Gerade kam noch die Hausverwaltung bei mir ins Zimmer: Zunächst klopfte es, dann kam sie nach meinem "Herein" vorsichtig und unauffällig ins Zimmer tapsend näher, versuchte einen langen Hals zu machen und aus dem Fenster zu schauen. Das gelang ihr aber schlecht, weil im Zimmer das Licht an war und draußen Dunkelheit herrscht. Dann fragte sie, ob ich nicht auch Sachen draußen an den Haken hängen hätte. Das musste ich wahrheitsgemäß verneinen. Sie versuchte immer noch einen Blick aus meinem Fenster zu erhaschen, was natürlich immer noch nicht gelang. So zwängte sie sich in ihrem quietsch-rosa Abendgewand zwischen Bett und meinem Stuhl her, öffnete das Fenster, lehnte sich weit hinaus und schaute links und rechts. Verwundert dreinblickend schaute sie mich an sagte dann, dass keine Sachen mehr in die Fenster gehängt werden sollen. Ihre Verwunderung konnte ich mir sehr gut erklären: Meine trockenen Sachen hatte ich nämlich kurz vorher hereingeholt und schon weggepackt - unwissentlich. Ich konnte mir das Lachen nur schwer verkneifen - umso ärgerlicher ist jetzt das neue Verbot. Mit dem schnellen Trocknen der Klamotten im Wind ist es jetzt wohl erst einmal vorbei. Jetzt muss ich schauen, was ich mir für neue Ideen ausdenken kann. Es gibt hier nämlich noch eine stabile Gardinenstange, eine Heizung, zwei Stühle, an denen man die Rödelriemen vor die Heizung hängen kann usw. Ich hänge meine Sachen nicht gerne in den Trockenraum, weil dort jeder seine nassen Klamotten einfach an die trockenen hängt dort sowieso ein großes Chaos herrscht. Die einen holen ihre trockenen Sachen nicht ab, die anderen hängen die nassen Sachen einfach über die trockenen und lüften tut dort auch keiner richtig, so dass die Feuchtigkeit mal entweichen könnte. Aber glücklicherweise habe ich ja einiges Talent im organisieren und improvisieren.

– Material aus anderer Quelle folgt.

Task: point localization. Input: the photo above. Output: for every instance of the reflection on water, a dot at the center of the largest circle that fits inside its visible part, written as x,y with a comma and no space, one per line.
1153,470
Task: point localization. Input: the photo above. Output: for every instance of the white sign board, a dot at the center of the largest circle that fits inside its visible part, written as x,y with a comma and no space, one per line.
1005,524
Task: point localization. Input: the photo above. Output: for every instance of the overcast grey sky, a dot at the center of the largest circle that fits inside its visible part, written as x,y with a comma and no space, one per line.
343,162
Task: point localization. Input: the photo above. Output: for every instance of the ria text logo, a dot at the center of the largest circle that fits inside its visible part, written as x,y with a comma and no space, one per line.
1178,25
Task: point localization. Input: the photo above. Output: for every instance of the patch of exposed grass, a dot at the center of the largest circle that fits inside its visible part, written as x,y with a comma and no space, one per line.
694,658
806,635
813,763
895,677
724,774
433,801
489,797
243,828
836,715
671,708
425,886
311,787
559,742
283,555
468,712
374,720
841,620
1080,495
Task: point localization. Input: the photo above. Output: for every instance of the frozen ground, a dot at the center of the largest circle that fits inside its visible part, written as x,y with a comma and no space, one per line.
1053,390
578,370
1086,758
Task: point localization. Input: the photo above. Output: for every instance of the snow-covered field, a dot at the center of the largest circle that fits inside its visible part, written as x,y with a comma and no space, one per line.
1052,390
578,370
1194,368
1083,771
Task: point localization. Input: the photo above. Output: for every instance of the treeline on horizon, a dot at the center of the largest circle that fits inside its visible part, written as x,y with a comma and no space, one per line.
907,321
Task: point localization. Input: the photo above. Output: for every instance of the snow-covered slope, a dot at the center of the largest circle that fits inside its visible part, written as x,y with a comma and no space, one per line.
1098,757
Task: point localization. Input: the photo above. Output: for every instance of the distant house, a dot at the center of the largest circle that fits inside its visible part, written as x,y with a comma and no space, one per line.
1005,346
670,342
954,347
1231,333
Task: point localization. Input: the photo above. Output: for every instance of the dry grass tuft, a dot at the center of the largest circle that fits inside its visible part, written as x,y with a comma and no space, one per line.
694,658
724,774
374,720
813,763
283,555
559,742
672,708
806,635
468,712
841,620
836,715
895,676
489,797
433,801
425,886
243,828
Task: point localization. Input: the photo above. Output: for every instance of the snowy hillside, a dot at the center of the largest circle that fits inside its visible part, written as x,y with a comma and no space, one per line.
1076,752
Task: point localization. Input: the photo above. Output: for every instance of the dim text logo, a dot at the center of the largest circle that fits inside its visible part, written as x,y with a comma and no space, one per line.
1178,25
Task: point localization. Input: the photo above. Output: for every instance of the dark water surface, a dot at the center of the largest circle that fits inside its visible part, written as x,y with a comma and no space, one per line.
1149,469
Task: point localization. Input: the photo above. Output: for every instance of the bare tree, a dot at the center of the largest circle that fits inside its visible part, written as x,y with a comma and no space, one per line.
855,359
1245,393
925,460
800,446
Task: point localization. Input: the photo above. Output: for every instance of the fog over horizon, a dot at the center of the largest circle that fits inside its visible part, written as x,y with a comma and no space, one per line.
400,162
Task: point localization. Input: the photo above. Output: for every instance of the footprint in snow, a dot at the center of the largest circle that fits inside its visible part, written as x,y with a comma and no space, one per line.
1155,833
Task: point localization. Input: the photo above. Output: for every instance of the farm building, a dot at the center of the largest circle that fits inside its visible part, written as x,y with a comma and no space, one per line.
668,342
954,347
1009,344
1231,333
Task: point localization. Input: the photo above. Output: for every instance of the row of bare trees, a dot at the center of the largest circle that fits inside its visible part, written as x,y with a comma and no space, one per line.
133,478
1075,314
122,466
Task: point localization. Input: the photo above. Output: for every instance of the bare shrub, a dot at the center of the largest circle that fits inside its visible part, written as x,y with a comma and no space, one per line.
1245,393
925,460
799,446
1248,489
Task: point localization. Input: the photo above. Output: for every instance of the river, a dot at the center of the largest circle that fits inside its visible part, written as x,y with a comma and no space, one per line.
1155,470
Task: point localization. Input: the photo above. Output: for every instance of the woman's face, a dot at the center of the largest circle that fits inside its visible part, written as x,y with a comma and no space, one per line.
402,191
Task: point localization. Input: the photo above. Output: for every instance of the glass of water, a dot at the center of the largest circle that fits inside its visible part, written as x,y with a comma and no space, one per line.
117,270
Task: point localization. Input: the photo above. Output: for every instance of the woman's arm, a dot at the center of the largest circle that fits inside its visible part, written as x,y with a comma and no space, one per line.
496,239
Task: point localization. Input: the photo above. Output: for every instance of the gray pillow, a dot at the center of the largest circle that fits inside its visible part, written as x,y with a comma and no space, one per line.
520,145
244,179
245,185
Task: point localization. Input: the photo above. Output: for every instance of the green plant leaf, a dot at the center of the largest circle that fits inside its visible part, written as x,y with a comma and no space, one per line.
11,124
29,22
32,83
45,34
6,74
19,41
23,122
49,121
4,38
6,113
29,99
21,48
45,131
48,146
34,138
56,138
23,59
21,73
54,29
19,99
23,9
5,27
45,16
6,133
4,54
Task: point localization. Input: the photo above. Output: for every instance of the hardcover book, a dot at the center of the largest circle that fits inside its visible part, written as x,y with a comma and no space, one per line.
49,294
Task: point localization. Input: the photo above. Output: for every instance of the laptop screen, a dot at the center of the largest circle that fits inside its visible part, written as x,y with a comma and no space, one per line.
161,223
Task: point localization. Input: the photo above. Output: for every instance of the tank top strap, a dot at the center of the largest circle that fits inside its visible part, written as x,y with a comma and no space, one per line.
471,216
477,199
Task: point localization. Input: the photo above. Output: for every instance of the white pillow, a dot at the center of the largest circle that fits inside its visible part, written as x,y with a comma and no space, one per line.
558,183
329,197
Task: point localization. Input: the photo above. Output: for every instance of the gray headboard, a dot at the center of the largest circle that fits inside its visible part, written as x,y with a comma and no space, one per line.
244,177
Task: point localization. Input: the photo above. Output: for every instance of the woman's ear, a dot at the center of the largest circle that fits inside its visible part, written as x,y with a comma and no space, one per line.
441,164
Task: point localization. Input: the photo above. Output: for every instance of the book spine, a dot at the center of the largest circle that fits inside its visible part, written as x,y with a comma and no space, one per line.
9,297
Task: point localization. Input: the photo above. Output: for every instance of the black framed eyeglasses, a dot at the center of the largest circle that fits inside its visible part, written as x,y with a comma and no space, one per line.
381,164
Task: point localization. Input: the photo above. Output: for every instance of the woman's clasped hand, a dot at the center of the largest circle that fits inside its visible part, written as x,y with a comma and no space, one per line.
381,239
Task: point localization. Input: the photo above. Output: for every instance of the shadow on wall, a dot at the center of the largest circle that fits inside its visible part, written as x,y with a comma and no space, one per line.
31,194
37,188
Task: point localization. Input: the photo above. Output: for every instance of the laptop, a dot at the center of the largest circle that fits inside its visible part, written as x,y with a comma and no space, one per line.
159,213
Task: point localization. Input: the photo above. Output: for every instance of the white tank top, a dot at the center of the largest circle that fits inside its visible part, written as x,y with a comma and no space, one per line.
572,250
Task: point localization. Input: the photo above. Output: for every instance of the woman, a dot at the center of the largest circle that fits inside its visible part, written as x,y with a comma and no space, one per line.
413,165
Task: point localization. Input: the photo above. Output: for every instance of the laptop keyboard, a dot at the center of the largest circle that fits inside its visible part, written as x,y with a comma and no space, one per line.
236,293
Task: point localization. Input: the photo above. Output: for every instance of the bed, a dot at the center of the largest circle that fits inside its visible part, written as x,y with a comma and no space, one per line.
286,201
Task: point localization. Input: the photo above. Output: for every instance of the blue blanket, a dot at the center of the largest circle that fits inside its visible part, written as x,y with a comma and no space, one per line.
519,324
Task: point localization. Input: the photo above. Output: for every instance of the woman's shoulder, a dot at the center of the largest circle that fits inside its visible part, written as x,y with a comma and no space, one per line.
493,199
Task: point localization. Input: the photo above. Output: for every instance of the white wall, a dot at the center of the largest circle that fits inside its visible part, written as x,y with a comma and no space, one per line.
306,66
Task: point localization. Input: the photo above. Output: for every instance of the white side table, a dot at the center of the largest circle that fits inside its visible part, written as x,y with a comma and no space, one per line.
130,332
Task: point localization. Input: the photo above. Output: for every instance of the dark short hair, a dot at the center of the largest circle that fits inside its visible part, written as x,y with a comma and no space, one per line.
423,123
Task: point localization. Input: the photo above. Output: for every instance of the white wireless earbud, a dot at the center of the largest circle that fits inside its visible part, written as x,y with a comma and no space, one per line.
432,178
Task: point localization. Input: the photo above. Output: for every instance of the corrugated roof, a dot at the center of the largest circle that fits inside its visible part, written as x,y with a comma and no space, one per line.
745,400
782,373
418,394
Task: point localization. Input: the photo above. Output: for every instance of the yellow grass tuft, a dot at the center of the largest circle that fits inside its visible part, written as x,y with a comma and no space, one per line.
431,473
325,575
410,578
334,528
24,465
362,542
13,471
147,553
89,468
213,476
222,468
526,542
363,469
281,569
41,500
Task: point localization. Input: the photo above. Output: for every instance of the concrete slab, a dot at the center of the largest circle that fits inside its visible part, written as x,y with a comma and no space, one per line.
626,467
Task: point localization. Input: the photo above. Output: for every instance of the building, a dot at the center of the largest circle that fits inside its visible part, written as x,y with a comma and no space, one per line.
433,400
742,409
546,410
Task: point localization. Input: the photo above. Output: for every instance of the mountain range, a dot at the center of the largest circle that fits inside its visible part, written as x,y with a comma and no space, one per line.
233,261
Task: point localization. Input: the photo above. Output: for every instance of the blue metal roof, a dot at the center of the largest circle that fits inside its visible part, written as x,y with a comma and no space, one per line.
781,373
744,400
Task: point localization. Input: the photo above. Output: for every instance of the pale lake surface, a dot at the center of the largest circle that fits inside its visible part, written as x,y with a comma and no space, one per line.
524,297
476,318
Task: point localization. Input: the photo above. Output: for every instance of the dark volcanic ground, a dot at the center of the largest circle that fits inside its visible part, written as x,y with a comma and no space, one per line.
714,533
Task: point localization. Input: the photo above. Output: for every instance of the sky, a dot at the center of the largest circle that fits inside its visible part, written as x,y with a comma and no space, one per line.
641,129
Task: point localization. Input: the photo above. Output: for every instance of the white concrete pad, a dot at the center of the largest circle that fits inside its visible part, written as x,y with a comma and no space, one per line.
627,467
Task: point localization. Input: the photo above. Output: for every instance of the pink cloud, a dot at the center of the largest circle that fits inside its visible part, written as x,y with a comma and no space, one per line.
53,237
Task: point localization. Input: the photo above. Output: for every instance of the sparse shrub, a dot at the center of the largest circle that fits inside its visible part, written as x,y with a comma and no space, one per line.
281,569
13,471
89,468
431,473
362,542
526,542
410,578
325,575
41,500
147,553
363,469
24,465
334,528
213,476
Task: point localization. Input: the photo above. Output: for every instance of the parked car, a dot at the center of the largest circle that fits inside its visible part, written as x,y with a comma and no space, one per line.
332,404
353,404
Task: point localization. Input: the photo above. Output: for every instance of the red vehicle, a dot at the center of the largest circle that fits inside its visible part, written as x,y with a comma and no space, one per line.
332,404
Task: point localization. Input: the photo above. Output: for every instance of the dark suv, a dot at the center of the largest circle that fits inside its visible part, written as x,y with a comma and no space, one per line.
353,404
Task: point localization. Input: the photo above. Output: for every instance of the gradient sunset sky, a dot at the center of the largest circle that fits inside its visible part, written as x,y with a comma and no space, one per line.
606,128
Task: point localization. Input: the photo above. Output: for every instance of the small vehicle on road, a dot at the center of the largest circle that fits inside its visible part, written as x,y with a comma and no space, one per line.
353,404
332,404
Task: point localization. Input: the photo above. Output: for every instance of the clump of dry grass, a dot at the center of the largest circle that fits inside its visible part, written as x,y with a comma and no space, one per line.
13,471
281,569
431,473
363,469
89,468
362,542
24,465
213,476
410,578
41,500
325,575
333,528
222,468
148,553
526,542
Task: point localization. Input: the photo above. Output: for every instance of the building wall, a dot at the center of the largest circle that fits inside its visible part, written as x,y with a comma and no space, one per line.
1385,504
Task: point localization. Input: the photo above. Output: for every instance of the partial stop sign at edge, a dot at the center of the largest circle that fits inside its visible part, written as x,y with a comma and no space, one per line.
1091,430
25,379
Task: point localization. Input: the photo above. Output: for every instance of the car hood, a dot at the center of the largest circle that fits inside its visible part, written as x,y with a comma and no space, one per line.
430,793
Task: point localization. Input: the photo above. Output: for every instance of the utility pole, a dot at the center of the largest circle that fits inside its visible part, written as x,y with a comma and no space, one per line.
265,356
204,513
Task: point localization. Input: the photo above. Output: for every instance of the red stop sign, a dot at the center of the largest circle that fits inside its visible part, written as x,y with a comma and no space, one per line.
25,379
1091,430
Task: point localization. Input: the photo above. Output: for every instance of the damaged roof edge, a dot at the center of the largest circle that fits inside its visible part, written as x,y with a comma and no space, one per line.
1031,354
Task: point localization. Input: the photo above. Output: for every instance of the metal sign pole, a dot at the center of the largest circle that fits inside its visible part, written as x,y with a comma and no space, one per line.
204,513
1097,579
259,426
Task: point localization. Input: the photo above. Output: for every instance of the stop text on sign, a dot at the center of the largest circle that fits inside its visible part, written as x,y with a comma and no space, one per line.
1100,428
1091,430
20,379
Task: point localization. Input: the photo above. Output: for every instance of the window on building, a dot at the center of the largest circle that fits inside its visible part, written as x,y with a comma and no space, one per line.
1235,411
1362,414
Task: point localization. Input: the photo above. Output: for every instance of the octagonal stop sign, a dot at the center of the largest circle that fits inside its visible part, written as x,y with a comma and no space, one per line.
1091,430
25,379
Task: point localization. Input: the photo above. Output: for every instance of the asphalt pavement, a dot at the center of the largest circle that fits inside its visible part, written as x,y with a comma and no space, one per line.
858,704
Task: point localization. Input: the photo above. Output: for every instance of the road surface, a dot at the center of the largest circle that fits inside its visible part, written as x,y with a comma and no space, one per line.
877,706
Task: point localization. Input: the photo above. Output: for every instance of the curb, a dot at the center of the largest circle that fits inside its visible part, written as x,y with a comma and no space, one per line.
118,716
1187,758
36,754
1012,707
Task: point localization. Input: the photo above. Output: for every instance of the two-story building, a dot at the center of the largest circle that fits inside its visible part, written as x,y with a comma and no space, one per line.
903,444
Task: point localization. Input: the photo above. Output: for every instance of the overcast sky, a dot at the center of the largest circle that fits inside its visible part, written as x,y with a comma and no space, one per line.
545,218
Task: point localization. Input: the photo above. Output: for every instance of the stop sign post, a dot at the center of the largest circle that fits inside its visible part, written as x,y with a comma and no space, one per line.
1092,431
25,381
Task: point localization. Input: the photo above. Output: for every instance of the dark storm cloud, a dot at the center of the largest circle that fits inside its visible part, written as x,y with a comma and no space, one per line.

Ich war übrigens froh, dass ein Pullover den Elektrokamin verdeckt hat, da ich sonst Gefahr gelaufen wäre, dass ich ihn nicht hätte benutzen dürfen. Dmitri darf es nämlich auch nicht. Jetzt läuft zwar die Heizung, aber wer weiß schon, wie lange und wann sie im nächsten Jahr ausgeschaltet wird?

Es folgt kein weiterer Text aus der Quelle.